Path & Fruit : ‘in my end is my beginning’ *

In the abhidhamma and commentaries ‘Path & Fruit’ (magga-phala) are mind-moments that are micro-seconds apart, and are only to be found in this close union.  They are the markers of the Aryan Path, and associated with the four stages of true insight.  But we do not, whatever their significance, see them referred to as being moments apart in the Nikayas.  Clearly, though, the Buddha frequently refers to the four great stages of the path, and to the abandonment or eradication of particular fetters at each of the stages of the Path.  This gives at first sight credence to this abhidhamma notion that the stages of insight are achieved in a binary fashion – either you have become such-and-such over a very short time-period, or not. Though this way of looking at the issue is comfortable and convenient to the ordinary mind, I would suggest that a more subtle notion of what is going on on the insight path is a more accurate description and has more use.

 

A binary notion of attainment assumes a unitary entity that can function in a thoroughly or substantially coherent way.  This is far from what it is like to be a human being.  It also fails to explain why there would be a number of stages on the Path.  A plurality of stages suggests a learning process of some sort, a journey.  Arriving at peak A, we are able to see where peak B is relatively speaking, and can ascertain the direction of travel.  But there again, if one has arrived at the irreversible first stage of Insight, is it nibbāna that one has seen, or something less?  If the latter, then how is it irreversible?  This is a taste of the uncertainties that this topic can give rise to.

 

I was stimulated to return to this topic here by considering why it is that the Buddha spent at least two periods of seven days (surely a mythic number…) tasting the bliss of deliverance after his Enlightenment.  Knowing that nibbāna is not about anything we would ordinarily call pleasure or bliss suggested to me that these seven-day periods indicated a useful or necessary process that required some time, and were about something rather less obvious than rejoicing in victory over Mara.  At the same time, this process would not be to call in question the central liberating insight of the Buddha’s Enlightenment, as a particular moment in which he had an irreversible appreciation of nibbāna.  So what might actually be happening in these subsequent periods, then?

 

I am coming to the fairly firm conviction that Path & Fruit are indeed not interlocked mind-moments, but refer to and represent the process of transformation on the Insight path far more generally.  The path-moment is the establishment in a particular experience, and indeed probably momentary, of an appreciation of nibbāna.  The Fruit of that is found much later on, in the completion of the process of re-alignment and assimilation of that path-moment in the messy personality (nama-rupa), which isn’t of the nature to call into question the path-moment, but still requires time and process to align to it.  The personality in this respect only is rather like a passive-aggressive that refuses to answer ‘yes’ to what it knows to be true, when push comes to shove.  But the clarity of real insight means there is, when the question is asked, in the end no other answer in town.  Indeed, that genuine lack of any other answer is a marker for it having been a path-moment.  So there can be dismay, and resistance, and a not knowing how to live this new way of being hereafter, and then a gradual accommodation.
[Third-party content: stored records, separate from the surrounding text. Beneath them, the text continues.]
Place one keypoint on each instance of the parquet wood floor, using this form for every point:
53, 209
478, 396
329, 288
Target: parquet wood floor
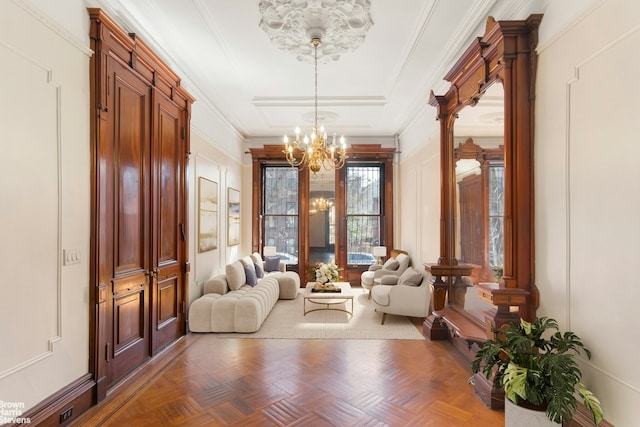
207, 381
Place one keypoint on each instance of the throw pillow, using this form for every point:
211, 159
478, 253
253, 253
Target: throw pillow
250, 272
259, 270
235, 275
272, 263
256, 257
391, 264
410, 277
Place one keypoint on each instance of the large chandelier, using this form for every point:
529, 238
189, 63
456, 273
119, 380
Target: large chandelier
321, 204
316, 152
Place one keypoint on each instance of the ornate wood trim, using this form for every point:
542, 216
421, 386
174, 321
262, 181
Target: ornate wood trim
504, 54
274, 154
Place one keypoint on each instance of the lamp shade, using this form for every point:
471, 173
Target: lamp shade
379, 251
269, 251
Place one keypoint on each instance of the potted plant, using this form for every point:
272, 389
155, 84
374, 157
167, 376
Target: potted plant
538, 372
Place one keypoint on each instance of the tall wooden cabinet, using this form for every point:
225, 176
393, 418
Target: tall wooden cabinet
139, 249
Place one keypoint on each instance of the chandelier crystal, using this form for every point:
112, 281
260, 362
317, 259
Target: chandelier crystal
316, 152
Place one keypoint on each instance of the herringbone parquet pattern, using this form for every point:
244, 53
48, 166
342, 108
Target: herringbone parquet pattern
205, 381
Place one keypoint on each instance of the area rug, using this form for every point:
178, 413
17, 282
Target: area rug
287, 320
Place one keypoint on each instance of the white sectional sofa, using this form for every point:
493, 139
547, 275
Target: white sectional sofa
240, 300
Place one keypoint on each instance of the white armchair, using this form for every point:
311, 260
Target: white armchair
407, 295
394, 266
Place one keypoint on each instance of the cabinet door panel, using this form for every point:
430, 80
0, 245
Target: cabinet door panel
129, 104
170, 159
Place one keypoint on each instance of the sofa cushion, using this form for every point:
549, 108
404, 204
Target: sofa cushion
235, 275
404, 261
250, 274
272, 263
410, 277
391, 264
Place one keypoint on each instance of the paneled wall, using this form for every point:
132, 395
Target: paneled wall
44, 183
418, 191
587, 228
586, 151
208, 161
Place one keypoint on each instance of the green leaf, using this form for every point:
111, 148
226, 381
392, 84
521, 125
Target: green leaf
515, 382
591, 402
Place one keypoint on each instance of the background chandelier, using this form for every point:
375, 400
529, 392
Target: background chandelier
341, 24
322, 204
316, 152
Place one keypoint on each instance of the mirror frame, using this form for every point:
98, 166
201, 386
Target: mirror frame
505, 55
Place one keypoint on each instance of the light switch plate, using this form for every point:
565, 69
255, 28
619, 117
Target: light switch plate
71, 256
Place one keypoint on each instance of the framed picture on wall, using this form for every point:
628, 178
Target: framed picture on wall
233, 218
207, 215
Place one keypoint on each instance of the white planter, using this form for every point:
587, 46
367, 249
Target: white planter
517, 416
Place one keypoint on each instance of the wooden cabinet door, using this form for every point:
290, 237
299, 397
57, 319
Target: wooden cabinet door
125, 154
168, 177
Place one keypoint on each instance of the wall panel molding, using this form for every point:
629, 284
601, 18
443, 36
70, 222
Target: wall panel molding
34, 174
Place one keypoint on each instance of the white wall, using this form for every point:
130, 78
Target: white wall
587, 228
208, 161
44, 132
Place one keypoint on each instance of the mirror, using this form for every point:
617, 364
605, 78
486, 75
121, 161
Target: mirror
479, 169
504, 56
322, 222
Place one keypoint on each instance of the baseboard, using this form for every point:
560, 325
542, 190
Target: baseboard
583, 418
76, 398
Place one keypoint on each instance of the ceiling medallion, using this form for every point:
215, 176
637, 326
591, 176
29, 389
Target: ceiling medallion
316, 152
340, 24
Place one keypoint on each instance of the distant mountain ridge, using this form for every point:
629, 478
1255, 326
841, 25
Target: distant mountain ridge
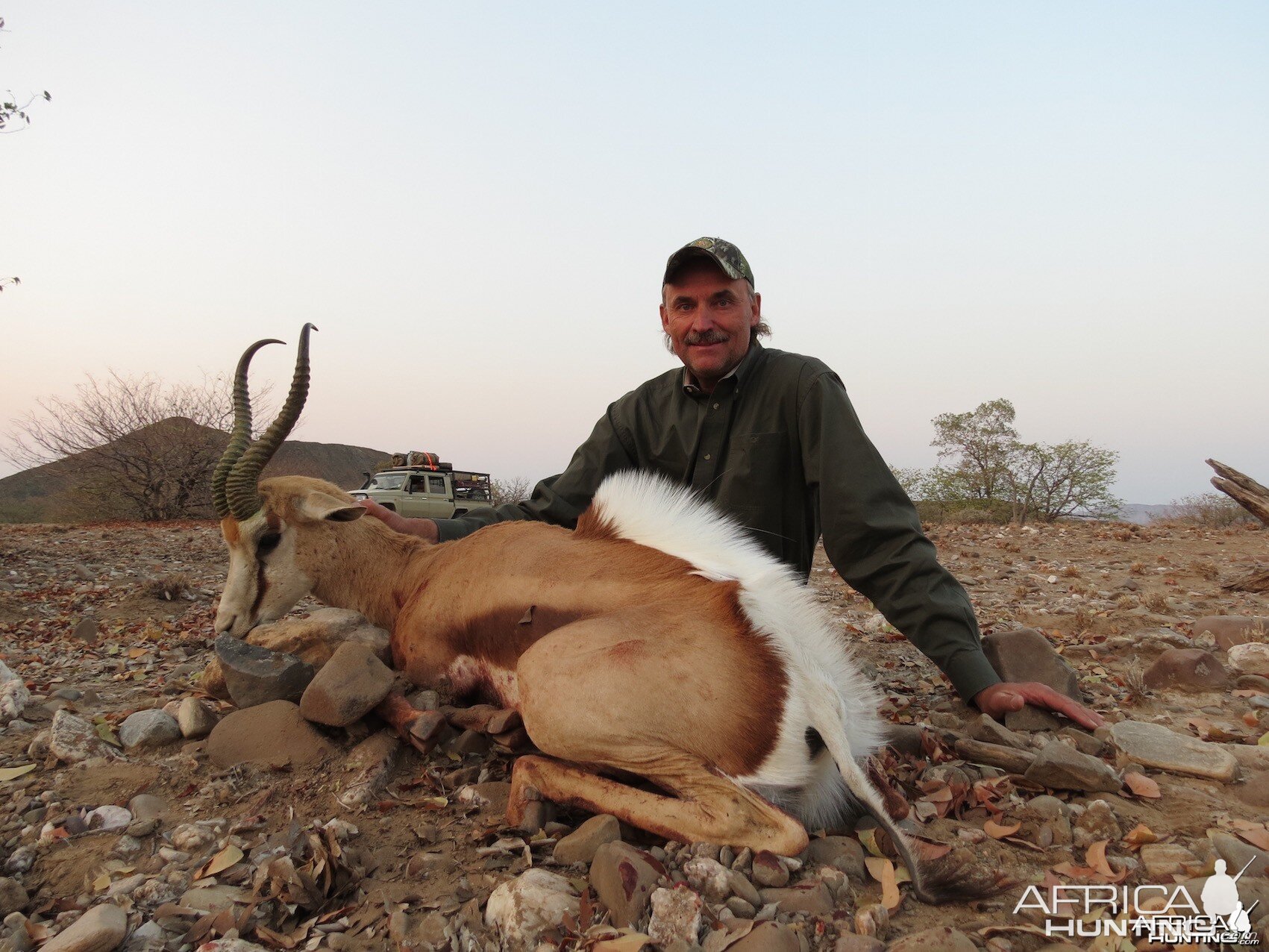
48, 492
1141, 513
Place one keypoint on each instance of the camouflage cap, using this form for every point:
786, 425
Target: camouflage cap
725, 254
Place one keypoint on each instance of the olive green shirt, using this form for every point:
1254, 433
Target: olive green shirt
778, 447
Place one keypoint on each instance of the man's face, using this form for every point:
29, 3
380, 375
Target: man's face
709, 318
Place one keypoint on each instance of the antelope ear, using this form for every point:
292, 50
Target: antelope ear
324, 507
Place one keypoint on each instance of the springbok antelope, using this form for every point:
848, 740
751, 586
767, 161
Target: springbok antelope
655, 640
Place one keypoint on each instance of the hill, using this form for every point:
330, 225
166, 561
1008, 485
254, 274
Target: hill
54, 492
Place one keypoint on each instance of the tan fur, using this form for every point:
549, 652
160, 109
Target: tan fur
615, 655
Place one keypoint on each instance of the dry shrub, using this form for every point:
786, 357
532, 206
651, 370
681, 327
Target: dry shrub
1206, 569
168, 588
1135, 680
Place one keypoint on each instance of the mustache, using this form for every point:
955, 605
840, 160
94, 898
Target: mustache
706, 336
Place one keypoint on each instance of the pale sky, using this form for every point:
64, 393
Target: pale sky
1065, 204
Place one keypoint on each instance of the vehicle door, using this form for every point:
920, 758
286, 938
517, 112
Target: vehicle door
439, 501
414, 498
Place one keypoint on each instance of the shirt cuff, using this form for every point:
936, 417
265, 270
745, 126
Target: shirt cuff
450, 530
970, 671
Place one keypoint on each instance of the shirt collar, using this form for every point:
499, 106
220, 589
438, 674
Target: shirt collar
740, 371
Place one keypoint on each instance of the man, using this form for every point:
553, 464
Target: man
773, 441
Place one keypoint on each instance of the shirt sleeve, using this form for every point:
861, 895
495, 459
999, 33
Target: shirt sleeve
564, 498
874, 537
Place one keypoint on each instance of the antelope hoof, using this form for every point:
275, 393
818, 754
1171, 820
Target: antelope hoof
424, 731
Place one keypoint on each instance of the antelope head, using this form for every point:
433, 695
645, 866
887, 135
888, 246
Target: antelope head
275, 530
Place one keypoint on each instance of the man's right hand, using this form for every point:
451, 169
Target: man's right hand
423, 528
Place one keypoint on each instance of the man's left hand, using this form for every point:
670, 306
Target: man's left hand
1004, 697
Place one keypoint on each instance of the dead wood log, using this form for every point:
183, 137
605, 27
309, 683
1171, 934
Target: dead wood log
1254, 498
1241, 489
995, 756
1256, 580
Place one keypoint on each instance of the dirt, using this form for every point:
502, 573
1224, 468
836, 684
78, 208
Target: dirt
1088, 586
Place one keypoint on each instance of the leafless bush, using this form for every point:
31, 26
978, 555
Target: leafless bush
134, 445
510, 489
1206, 569
168, 588
1212, 510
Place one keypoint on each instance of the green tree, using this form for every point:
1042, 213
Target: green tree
981, 446
13, 114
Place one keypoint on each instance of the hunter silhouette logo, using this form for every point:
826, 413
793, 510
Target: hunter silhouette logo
1160, 914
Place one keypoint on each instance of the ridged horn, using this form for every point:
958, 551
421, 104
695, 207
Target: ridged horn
240, 486
240, 434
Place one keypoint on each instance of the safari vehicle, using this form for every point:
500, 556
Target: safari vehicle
419, 485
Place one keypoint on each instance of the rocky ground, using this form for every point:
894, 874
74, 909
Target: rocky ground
178, 819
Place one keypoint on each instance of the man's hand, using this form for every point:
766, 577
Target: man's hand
1001, 698
423, 528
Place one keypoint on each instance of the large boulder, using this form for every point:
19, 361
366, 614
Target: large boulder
1026, 654
523, 908
1187, 669
275, 733
1158, 747
1230, 630
313, 640
624, 877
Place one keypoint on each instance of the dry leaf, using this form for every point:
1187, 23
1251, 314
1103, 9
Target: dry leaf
930, 852
1253, 833
221, 861
997, 830
631, 942
1097, 858
868, 837
1142, 786
883, 871
1073, 871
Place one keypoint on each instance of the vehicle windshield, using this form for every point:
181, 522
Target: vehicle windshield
386, 480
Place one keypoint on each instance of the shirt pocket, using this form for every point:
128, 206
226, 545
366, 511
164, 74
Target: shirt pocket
762, 460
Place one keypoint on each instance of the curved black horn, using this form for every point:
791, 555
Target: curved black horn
240, 486
240, 434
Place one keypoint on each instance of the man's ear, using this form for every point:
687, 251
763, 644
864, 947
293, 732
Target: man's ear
320, 507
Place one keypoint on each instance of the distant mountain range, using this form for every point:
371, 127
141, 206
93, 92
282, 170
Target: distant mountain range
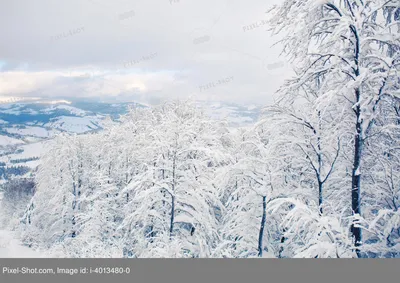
25, 125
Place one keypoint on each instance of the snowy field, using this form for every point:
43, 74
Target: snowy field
10, 247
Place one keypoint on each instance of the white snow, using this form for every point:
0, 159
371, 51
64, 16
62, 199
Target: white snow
11, 247
32, 131
74, 124
71, 109
5, 141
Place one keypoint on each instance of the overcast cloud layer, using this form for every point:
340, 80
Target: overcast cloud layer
145, 50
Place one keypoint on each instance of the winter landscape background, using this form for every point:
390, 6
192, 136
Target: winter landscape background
213, 146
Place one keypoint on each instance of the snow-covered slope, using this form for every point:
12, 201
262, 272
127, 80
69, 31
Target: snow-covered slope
11, 247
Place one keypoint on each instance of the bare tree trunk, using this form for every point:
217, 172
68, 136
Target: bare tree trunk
262, 226
171, 229
356, 183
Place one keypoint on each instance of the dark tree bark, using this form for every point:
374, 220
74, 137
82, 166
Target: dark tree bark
262, 226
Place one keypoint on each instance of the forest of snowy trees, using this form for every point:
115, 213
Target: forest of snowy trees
318, 176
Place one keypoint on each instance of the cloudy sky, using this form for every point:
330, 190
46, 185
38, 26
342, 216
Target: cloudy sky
143, 50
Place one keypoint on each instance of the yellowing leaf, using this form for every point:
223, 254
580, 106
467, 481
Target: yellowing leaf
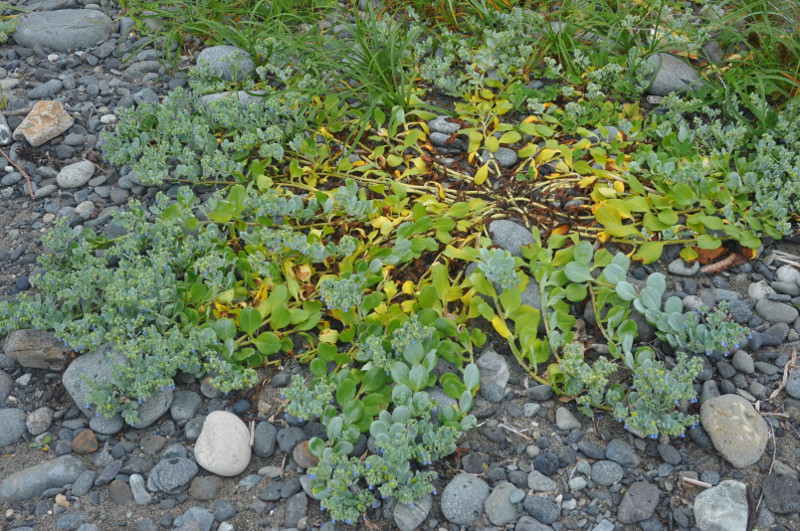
510, 137
329, 336
606, 191
408, 287
390, 288
501, 327
482, 174
546, 155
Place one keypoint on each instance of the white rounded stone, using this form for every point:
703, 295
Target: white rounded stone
223, 447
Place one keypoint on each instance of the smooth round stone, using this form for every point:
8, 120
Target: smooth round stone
737, 431
39, 420
223, 447
606, 473
12, 426
463, 499
75, 175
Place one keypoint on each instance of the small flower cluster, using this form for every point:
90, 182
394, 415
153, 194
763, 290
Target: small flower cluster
656, 393
307, 402
411, 332
498, 266
342, 294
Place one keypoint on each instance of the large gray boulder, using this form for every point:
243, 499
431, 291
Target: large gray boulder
62, 30
672, 74
33, 481
99, 364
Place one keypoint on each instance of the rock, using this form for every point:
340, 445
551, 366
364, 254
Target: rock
411, 517
622, 453
39, 420
138, 490
510, 236
539, 392
789, 288
47, 120
106, 426
5, 131
787, 273
84, 443
722, 508
740, 312
604, 134
228, 62
679, 267
444, 124
793, 384
542, 509
99, 364
264, 439
63, 30
782, 493
296, 509
289, 437
494, 372
759, 290
171, 475
185, 405
499, 508
205, 488
6, 386
70, 522
463, 499
505, 157
538, 482
75, 175
526, 523
33, 481
776, 312
12, 426
671, 74
303, 456
743, 362
223, 447
195, 519
736, 430
120, 492
35, 349
639, 502
546, 463
565, 420
606, 473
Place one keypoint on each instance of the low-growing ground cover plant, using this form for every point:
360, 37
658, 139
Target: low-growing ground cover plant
344, 233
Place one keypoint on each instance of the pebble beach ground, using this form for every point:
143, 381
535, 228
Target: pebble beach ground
199, 460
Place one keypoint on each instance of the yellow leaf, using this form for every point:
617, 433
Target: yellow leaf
482, 174
390, 289
606, 191
329, 336
501, 327
546, 155
408, 287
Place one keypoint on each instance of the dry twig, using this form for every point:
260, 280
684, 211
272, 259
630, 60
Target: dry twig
27, 177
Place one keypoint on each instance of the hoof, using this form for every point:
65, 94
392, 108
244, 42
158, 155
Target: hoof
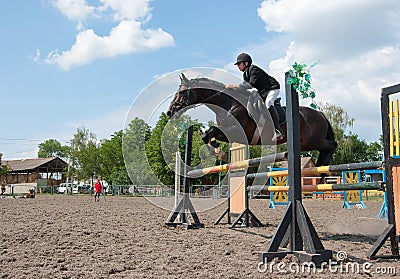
211, 150
222, 156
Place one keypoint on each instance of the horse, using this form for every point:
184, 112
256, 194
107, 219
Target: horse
237, 122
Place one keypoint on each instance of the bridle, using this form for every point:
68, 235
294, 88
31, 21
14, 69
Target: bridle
187, 94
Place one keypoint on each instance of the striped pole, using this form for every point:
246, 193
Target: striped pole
240, 164
377, 185
320, 170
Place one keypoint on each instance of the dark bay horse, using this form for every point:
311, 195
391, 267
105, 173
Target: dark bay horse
238, 123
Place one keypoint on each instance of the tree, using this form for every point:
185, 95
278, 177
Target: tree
112, 166
84, 154
3, 168
133, 147
339, 119
52, 148
350, 148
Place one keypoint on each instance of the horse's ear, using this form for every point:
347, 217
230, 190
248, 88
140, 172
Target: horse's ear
184, 79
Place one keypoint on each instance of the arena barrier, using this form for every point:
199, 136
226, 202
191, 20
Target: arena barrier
391, 145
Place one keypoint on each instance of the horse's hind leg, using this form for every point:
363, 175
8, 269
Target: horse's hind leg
324, 157
209, 138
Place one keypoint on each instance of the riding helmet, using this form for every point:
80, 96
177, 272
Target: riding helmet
243, 57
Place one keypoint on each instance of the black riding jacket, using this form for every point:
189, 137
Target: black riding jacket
260, 80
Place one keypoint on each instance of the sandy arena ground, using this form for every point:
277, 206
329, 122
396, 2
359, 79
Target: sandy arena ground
123, 237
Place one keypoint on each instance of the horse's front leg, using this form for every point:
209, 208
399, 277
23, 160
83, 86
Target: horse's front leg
209, 138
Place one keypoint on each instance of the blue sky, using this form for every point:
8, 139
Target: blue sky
72, 63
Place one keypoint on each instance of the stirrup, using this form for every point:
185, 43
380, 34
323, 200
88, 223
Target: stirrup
277, 136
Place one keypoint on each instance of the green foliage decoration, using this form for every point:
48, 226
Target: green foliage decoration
300, 79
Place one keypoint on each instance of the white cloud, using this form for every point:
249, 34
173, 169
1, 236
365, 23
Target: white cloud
126, 37
357, 46
128, 9
76, 10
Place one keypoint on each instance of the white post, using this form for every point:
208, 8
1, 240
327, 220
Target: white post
177, 176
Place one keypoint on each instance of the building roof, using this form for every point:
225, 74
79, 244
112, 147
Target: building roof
51, 164
306, 162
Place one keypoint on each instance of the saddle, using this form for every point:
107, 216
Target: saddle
257, 109
281, 111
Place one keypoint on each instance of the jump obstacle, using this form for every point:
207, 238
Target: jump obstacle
391, 143
295, 234
238, 198
185, 207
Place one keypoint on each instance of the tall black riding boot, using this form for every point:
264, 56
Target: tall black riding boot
275, 119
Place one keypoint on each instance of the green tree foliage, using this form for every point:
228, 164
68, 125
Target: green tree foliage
350, 148
134, 151
112, 166
52, 148
3, 168
84, 154
154, 151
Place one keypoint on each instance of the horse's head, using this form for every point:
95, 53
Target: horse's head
183, 98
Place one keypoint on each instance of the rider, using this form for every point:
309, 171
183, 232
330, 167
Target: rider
267, 86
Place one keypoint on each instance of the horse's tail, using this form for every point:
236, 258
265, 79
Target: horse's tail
330, 135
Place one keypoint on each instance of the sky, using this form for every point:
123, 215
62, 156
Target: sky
67, 64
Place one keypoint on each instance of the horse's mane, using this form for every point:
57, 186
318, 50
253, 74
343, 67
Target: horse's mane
219, 86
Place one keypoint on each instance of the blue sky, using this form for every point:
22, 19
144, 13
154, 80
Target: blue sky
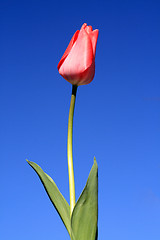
117, 116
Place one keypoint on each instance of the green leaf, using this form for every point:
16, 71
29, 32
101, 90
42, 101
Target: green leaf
55, 196
85, 214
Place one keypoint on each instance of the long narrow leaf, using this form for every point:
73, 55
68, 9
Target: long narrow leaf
85, 214
55, 196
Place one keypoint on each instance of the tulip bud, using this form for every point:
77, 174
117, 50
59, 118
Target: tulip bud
77, 64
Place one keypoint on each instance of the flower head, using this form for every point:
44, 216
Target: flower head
77, 64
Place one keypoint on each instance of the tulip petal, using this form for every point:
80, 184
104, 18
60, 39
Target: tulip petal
74, 38
94, 36
79, 58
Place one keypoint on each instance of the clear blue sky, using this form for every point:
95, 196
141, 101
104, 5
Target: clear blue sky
117, 116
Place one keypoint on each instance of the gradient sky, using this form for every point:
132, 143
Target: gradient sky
117, 116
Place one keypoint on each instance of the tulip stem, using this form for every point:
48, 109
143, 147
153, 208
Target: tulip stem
69, 149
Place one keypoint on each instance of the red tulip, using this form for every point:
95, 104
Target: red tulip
77, 64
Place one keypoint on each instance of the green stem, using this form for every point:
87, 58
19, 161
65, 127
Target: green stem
69, 150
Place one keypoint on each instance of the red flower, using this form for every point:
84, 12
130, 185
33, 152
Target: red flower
77, 64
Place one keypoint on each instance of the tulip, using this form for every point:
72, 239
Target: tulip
77, 64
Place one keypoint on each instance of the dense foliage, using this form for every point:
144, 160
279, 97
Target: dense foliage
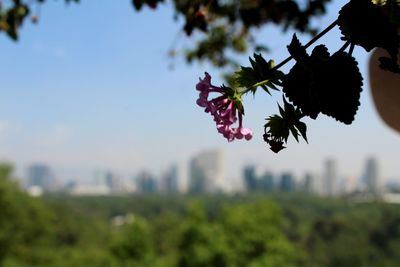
175, 230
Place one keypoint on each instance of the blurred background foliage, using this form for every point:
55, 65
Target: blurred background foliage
285, 230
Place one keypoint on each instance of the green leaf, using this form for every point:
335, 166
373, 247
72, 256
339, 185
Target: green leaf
366, 24
260, 74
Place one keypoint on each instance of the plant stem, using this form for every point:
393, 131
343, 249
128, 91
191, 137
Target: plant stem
312, 41
344, 46
351, 49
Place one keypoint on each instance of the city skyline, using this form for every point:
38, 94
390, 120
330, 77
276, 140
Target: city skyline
205, 174
102, 97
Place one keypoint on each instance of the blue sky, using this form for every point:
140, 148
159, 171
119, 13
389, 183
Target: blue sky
90, 88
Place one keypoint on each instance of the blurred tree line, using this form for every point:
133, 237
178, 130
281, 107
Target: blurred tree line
160, 230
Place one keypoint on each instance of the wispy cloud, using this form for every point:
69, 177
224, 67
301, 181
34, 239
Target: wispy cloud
50, 50
58, 135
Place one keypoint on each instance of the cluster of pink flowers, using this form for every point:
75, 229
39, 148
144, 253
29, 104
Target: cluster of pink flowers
223, 109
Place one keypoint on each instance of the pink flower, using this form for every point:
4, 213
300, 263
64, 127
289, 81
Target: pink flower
223, 108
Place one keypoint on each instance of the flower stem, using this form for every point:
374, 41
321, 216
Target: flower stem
312, 41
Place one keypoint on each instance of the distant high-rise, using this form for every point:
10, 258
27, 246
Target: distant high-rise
40, 175
287, 183
146, 183
170, 180
250, 178
371, 176
329, 185
309, 183
206, 172
266, 182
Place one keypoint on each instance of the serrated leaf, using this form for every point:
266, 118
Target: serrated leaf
296, 50
259, 74
364, 24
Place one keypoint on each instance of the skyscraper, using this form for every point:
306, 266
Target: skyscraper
329, 185
206, 172
371, 176
287, 182
250, 178
170, 180
40, 175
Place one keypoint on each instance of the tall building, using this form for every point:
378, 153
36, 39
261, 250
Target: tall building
146, 183
40, 175
287, 183
309, 184
266, 182
170, 180
250, 178
371, 176
206, 172
330, 180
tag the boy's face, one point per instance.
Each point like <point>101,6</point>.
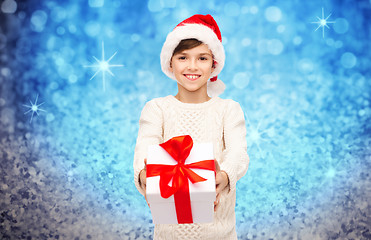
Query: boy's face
<point>192,68</point>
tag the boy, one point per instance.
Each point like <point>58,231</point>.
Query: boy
<point>193,56</point>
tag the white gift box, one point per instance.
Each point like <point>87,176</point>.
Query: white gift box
<point>202,194</point>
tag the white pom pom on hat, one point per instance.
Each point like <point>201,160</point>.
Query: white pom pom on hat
<point>205,29</point>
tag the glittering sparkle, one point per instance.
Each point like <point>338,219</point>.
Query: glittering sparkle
<point>322,23</point>
<point>34,108</point>
<point>256,135</point>
<point>103,66</point>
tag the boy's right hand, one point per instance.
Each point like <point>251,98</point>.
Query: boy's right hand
<point>143,178</point>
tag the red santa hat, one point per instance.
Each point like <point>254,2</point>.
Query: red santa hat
<point>205,29</point>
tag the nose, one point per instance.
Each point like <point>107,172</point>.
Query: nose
<point>192,65</point>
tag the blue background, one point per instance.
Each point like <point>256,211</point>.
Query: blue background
<point>67,173</point>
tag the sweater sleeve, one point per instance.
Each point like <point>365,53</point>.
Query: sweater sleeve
<point>150,133</point>
<point>235,159</point>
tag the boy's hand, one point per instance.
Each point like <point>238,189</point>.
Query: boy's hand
<point>143,178</point>
<point>221,182</point>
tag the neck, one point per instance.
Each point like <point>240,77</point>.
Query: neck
<point>192,97</point>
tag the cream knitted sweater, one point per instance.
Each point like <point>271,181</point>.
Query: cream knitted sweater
<point>218,121</point>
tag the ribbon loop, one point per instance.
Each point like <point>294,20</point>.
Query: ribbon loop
<point>179,149</point>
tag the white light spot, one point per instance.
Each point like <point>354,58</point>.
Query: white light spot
<point>275,47</point>
<point>348,60</point>
<point>246,42</point>
<point>9,6</point>
<point>341,25</point>
<point>241,80</point>
<point>96,3</point>
<point>281,28</point>
<point>254,9</point>
<point>38,20</point>
<point>297,40</point>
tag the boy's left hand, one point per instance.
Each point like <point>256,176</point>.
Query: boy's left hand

A spiritual maturation process, which results in less dukkha, and so is acceptable even to the discomfited personality.  Because of the contingent nature of what it is to be human, and the inter-dependent layers of our delusion, we go through a number of fairly predictable stages before we are completely free.

 

Early on the insight path, the identification with personality is still substantial.  One largely tries to assimilate what has been seen with substantial aspects of the personality which are still taken for granted or ignored, and are themselves deluded.   This is amplified by the fact that the consequences of insight are also felt in the personality (where else?), and seen in terms of it; and thus we can begin to mistake the secondary consequences for the primary insight, because they are more obvious at first.  A liberating insight may give rise to bliss, and we identify the bliss as the insight, and start striving for the bliss… that sort of thing.  This is quite a problem early on, and I guess is what gives rise to the seven lifetimes issue.  Late on the path, substantial disidentification is normalised or baseline, and it is the subtlety of what is left that is problematic.  All through though, is the same interplay between the conditioned personality and the appreciation of unconditioned nibbāna.  This process, it seems to me, would continue after Enlightenment, at least in terms of an increasingly profound assimilation of an insight that is now in its way complete, and constantly available.

 

This model that I am proposing has some explanatory usefulness.  The process of deepening and establishing an insight within the functioning of the personality is focused on the path-moment, and that moment can be repeated in deep practice.  For example, one might be exploring the experience that ‘Yes! There is in all of this no aspect which counts as an enduring or unchanging me’, by a process of meditative exploration and constant review.  At a certain point the work is done – one no longer has sufficient interest to pursue the question, and anyways has looked everywhere available.  There is no more than the background level of bliss or freedom to be found in exploring the issue any more, and it is now part of the landscape.  The fruit has been eaten.  Time to move on…

 

If even Enlightened ones undergo processes of assimilation, you might ask ‘What is special about Enlightenment?’  What is final or complete about it?   It seems to me that its distinctive characteristic follows from what I said about early and late stages.  For a long time, we tend to review and explore experience on the deluded basis of what is as yet unexamined.  To some extent we are still identified with personality, and are using the increasing pacification of personality as a springboard for Insight.  That is, profound states of consciousness, redolent of peace, of stillness, of minimal pure functioning.  However, even the profoundest pacification is not release, but just a deeper layer or manifestation of the pacification that has gone before.  To know how this is is so, and to release even that which is pacified, is the fundamental Enlightenment insight.  This insight would depend on assimilating the meditative ‘non-experience’ of cessation or nirōdha, which can be part of one’s meditative practice and experience for quite some time before one appreciates this implication, and releases the personality completely.

 

If Enlightenment is the path-moment of such a release, this complete collapse of duality leaves no basis for doubt, for it is like coming out of the other side of a forest.  There are no trees left to obstruct the view of nibbāna.  But, the personality in its prehistoric way still has some adaptation to do.  From this point on, there is nothing that the personality can offer which calls into question what is seen and known.  Indeed, the personality cannot ‘know’ Enlightenment, and cannot really do anything but express it incidentally, as the personality is limited and partial by nature.  And thus we have a description of Enlightenment ‘with remainder’, as it is called.  It also works quite well with the descriptions of the transmutation of the Relative Alaya into the Absolute Alaya.  There might still be seeds there, but they are karmically ‘denatured’.

 

I appreciate this is only a sketch – but I hope it is food for thought.  It is a way of understanding a traditional idea, that of Path & Fruit, in a way that is reverential about the mysterious interplay of nama-rupa and nibbāna, and does justice to some primary aspects of the deepening experience of Insight.  This embracing of the conditioned in the crucible of the unconditioned seems to me to be the crux of any Buddhist metaphysics, the compassionate fruit of which is liberation in, not from, this saha-world.